Mastodawn

Elio Campitelli

I developed an #RStats package to get data from a remote service. Functions allow caching results, so that they will just return the saved files if the request is the same. I tend to be conservative and set the cache option to FALSE by default, but now I'm wondering if it would be more user friendly (and friendlier to the remote API) to set the default to TRUE.

What say the R community?

Use cache by default

75%

Don't use cache by default

25%

Poll ended at Mar 21 at 6:01pm.

Elio Campitelli 2d ago

Based on the results and discussion, I'm turning cache on by default. The deciding feature was that the data itself doesn't really change; save an exceptional update to the data, a single request returns the same data every time, so it's not like there's a big rist of getting stale data.

@eliocamp When I talked the maintainer of {ranger} into setting the default of num.threads to 2 rather than "all available cores", my argument was that the default scenario should prevent users from "causing damage", which in that context meant accidentally overparallelizing and overloading a shared workstation. His argument was that people don't read the docs and complain why ranger is so slow when the default is lower.

I'd still argue in favor of "do less and make people read docs" 😬

Elio Campitelli 2d ago

@jemsu Is "doing less" caching by default or not caching by default in this context? 😅

@eliocamp Cache once and do less API calls afterwards 😅

@eliocamp I'd cache by default but convey that to the user ("Values retrieved from cache") in the hope of saving me some support questions ("Why am I getting the same results?").

Thomas Lumley 2d ago

@koantig @eliocamp I agree

@eliocamp Surface the choice to the user, make them choose, but provide a default.

Elio Campitelli 2d ago

@hye yes, the question is about the default.

Rainer M Krug 2d ago

@eliocamp @hye expiring cache after a certain time? Default cache.

Jan van der Laan 2d ago

@eliocamp It could be possible that the http headers the service returns contain information on when the sources expire (I suspect these will tend to be relatively short). Some services also support HEAD requests. These can be used to check if a resource has changed without transferring all of the data. The server then only sends the headers; the ETag or Last-Modified headers can be used to check if the resource changed.

Elio Campitelli 2d ago

@dodecadron Not in this case. But the typo of data is very stable so it shouldn't really change over time.

Harald Kliems 1d ago

@eliocamp IME with this type of package, the default tends to be `cache=FALSE`. Some packages, where the amount of data retrieved is large or slow, e.g. `tigris`, will produce a message at load to let the user know that they can turn on caching.

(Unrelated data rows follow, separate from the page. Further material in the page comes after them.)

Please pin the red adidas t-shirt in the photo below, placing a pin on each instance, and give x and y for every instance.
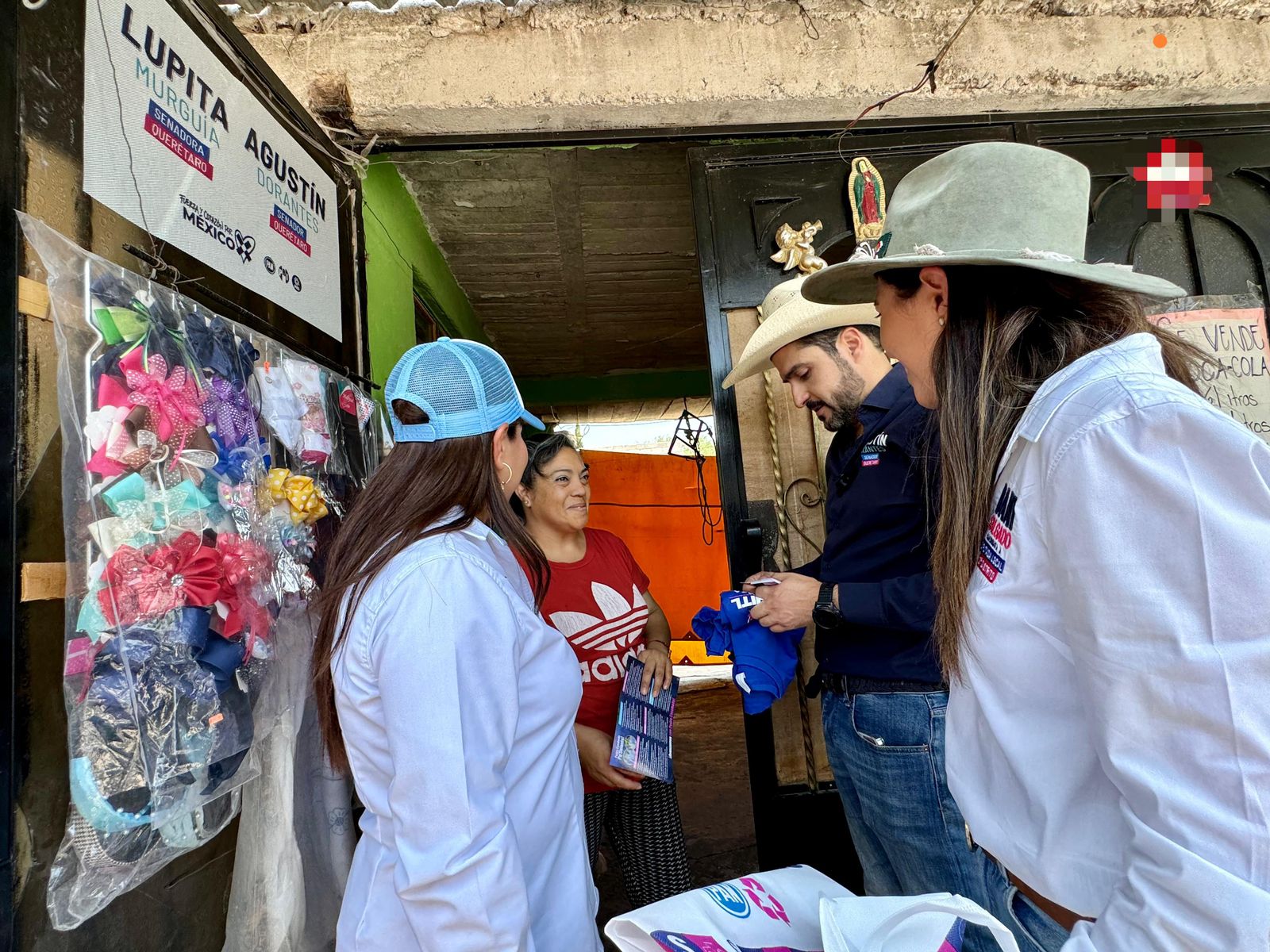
(597, 603)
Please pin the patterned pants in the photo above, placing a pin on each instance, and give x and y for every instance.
(645, 831)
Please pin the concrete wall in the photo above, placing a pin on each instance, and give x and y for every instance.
(552, 65)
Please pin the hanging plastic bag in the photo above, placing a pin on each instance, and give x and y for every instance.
(770, 911)
(179, 559)
(931, 923)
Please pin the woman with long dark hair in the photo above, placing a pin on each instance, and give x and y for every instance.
(600, 601)
(1099, 558)
(444, 692)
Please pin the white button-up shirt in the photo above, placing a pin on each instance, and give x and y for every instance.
(457, 704)
(1110, 743)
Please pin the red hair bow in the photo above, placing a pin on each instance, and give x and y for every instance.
(148, 583)
(244, 565)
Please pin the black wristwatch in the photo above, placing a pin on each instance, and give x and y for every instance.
(826, 615)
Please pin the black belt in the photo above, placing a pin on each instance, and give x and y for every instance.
(849, 685)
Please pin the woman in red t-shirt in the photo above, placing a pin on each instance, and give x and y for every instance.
(598, 600)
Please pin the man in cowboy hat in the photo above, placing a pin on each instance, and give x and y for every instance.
(1108, 731)
(870, 594)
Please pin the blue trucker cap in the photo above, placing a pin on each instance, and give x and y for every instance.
(465, 389)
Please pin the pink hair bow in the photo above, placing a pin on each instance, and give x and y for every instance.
(171, 400)
(244, 565)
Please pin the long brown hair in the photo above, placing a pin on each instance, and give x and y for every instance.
(410, 492)
(1007, 332)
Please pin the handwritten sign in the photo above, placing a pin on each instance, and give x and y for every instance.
(1233, 334)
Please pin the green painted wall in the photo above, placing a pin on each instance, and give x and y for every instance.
(402, 260)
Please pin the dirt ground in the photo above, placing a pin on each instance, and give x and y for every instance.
(713, 780)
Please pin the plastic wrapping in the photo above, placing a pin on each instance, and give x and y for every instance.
(194, 509)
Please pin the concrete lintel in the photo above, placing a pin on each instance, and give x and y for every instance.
(573, 65)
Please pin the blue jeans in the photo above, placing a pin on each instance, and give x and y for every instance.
(1033, 930)
(887, 754)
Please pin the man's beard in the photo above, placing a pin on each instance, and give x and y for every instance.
(845, 404)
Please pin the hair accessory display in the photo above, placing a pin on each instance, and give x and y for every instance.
(300, 493)
(192, 482)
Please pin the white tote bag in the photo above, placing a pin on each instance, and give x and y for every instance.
(930, 923)
(778, 911)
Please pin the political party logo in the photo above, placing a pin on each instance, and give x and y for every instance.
(873, 451)
(1176, 178)
(729, 899)
(683, 942)
(956, 937)
(291, 230)
(224, 234)
(178, 140)
(1000, 536)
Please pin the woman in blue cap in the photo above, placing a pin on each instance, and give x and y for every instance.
(444, 691)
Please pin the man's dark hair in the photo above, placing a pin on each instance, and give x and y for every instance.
(829, 340)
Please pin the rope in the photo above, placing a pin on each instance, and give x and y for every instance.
(784, 535)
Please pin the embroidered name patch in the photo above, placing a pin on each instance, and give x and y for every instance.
(873, 451)
(999, 537)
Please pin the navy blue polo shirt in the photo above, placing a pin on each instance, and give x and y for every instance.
(878, 547)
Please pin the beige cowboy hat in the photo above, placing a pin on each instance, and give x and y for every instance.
(996, 203)
(787, 317)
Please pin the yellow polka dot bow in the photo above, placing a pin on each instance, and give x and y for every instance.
(300, 493)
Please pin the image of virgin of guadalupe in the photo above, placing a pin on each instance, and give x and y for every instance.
(868, 200)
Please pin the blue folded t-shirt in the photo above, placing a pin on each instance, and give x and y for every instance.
(764, 662)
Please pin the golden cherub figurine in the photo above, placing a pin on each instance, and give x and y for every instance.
(797, 249)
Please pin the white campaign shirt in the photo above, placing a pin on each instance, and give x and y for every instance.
(1110, 743)
(457, 704)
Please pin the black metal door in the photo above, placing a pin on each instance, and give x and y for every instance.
(743, 194)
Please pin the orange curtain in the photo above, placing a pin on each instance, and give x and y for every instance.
(651, 503)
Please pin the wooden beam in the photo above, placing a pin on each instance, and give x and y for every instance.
(544, 393)
(44, 582)
(32, 298)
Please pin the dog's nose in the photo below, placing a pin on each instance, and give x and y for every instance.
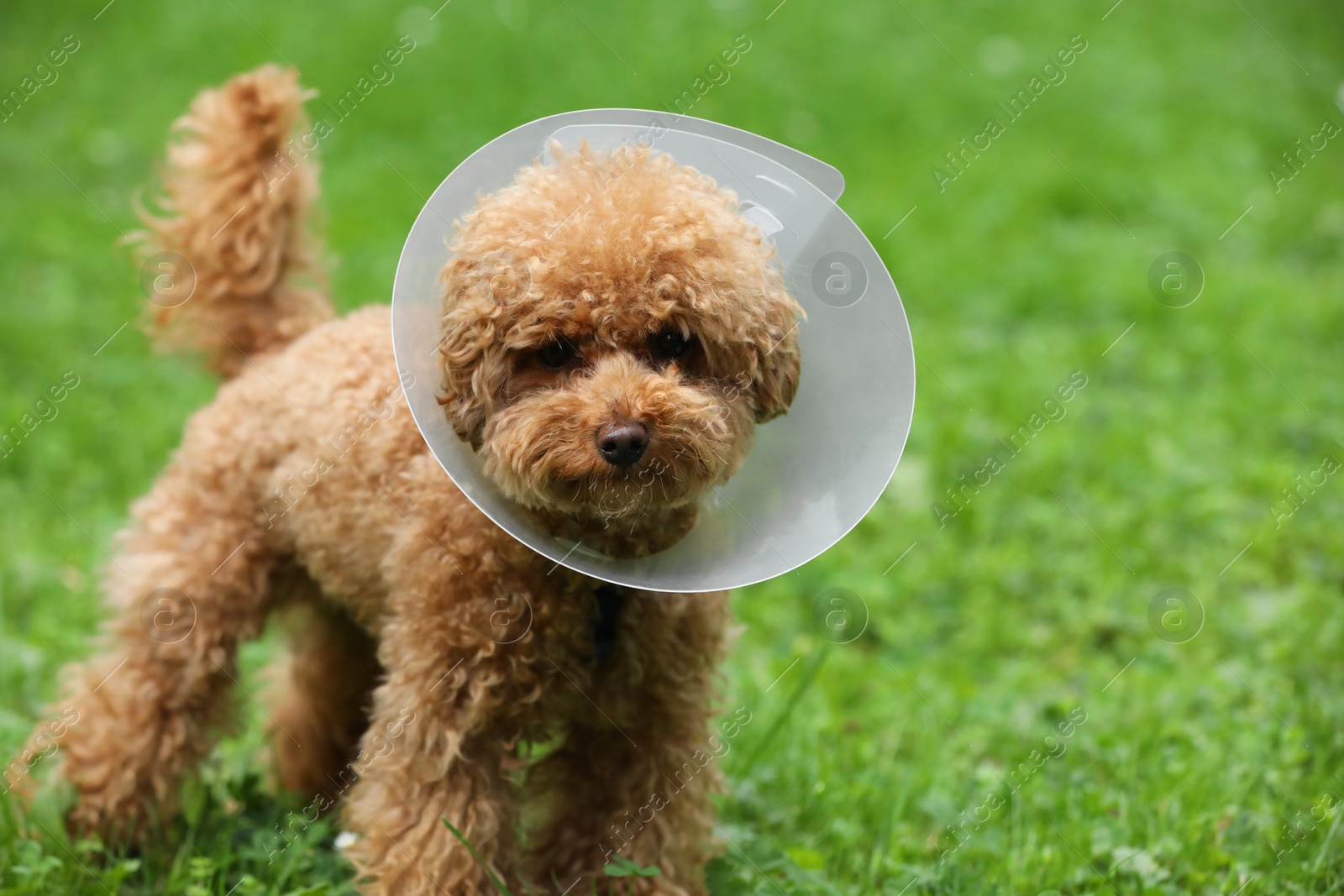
(622, 443)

@eliocamp I use {httr2}’s caching by default in session. Between, I expect the user to save and reload the data if it’s necessary. https://codeberg.org/ropensci/read.abares/src/branch/main/R/retry_download.R

read.abares/R/retry_download.R at main

read.abares - Harvest data from Australian Bureau of Agricultural and Resource Economics and Sciences (ABARES) part of the Australian Department of Agriculture, Fisheries and Forestry and the Australian Bureau of Statistics (ABS) for your work in R

Codeberg.org

Elio Campitelli 1d ago

@adamhsparks Do you expect users to use the function to download the data to sow folder and then retrieve it via file paths in a different part of the code?

@eliocamp it reformats the data most of the time. I’d expect you’d use {targets} if you really needed some sort of cache beyond what I offer.

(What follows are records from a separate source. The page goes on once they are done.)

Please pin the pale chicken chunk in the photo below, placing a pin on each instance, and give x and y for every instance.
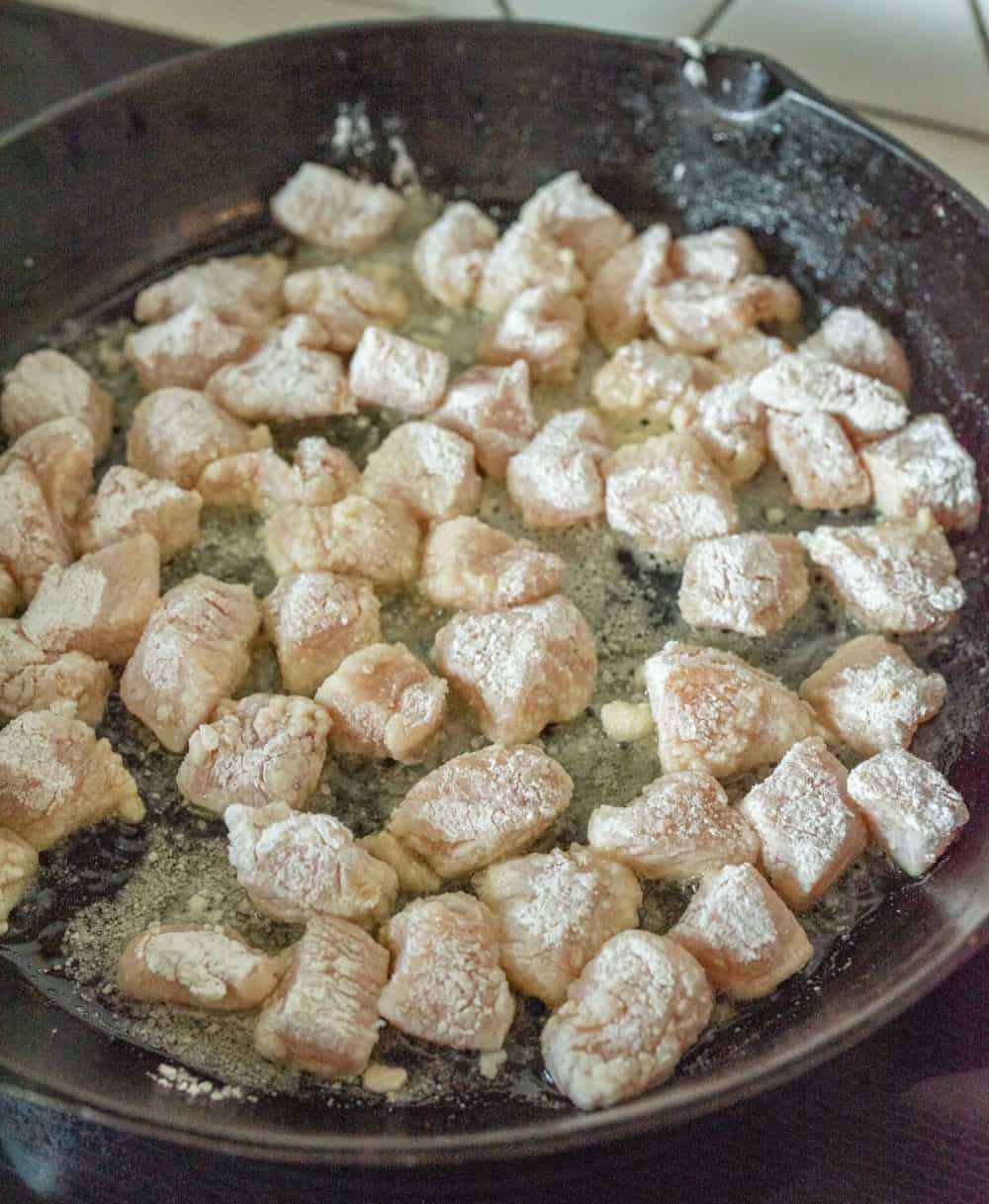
(482, 806)
(383, 702)
(446, 986)
(55, 777)
(720, 714)
(194, 653)
(554, 911)
(521, 669)
(629, 1017)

@eliocamp this was also part of the discussion during the review and the reviewers and I agreed on dropping it just due to complexity and like I said, {targets} exists.

peaoPerdido 1d ago

@eliocamp I have an internal package that brings meteorological data from a server. But since the spatial resolution is coarse (0.5 degree), and I don't need last minute data, we cache by default. Requests close by (in space) will bring the cache. And we set cache timeout to 5 days. So I guess it depends a lot on your data.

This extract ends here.